Archaeology Roadshow with Portland State University
Join us as we host our very own stop on PSU’s Archaeology Roadshow!
Celebrate the Archaeology & Heritage of Oregon and Beyond
The 11th annual Archaeology Roadshow, with events held in Portland, Bend, Burns/Hines, and The Dalles, focuses on The Archaeology of Transportation and features dozens of exhibits and activities hosted by archaeologists and heritage specialists, representing universities, tribes, federal and state agencies, companies, and nonprofit organizations.
The Roadshow also invites visitors to bring personal objects (stone tools, pottery, animal bones) they wish to know more about. We’ll have a panel of experts on hand who will help interpret your find. No financial appraisals are given.

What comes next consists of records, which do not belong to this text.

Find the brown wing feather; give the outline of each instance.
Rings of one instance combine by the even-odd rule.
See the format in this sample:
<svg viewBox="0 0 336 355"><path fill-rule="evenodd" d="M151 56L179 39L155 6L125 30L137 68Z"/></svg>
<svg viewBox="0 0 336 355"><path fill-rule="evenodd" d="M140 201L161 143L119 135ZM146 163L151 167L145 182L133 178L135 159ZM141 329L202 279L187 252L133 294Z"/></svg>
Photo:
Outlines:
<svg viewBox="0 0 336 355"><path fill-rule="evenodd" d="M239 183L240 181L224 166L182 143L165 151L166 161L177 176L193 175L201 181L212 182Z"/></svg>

This family-friendly event gives visitors of all ages the chance to learn more about Oregon’s past and its connections to us today. It is completely free and open to all.
The Archaeology Roadshow is a large-scale public outreach event held on the PSU campus and in other communities in Oregon, designed to promote stewardship of Oregon’s heritage and educate adults and children about the value of archaeology to all citizens. The archaeology fair-like experience brings together community organizations (tribes, federal and state agencies, private companies, avocational organizations), and PSU students and faculty who host hands-on activities that relate to heritage, science, and Indigenous history and contemporary tribal interests in our region. The Roadshow grew out of a 2012 Public Archaeology class project that took place in Cramer Hall and attracted 180 visitors. We have since grown in many ways — including providing support to partners in Harney County and Bend to host Roadshow events in their communities. We hope to expand to other communities in the future.
The Archaeology Roadshow has many layers of benefits. The public learns more about our region’s rich and complex human past and its connections to us today. Visitors also learn about the range of organizations that are engaged in archaeology and heritage activities — and why this work truly matters to us all. Participating college students learn about the importance of public engagement by creating an exhibit of their own. The Roadshow also provides an opportunity for organizations to address their own public outreach goals and at the same time, forges connections among individuals and organizations in our state who are passionate about heritage, site stewardship, and public education.
A panel of experts in archaeology and geology will be on hand to identify the personal artifacts visitors bring. Stone, bone, plant and historical items are welcome. Experts will do their best to determine the object’s age, possible function and anything else they can. If you have any details about where the object was found, please bring these. Limit – 3 objects. No financial appraisals.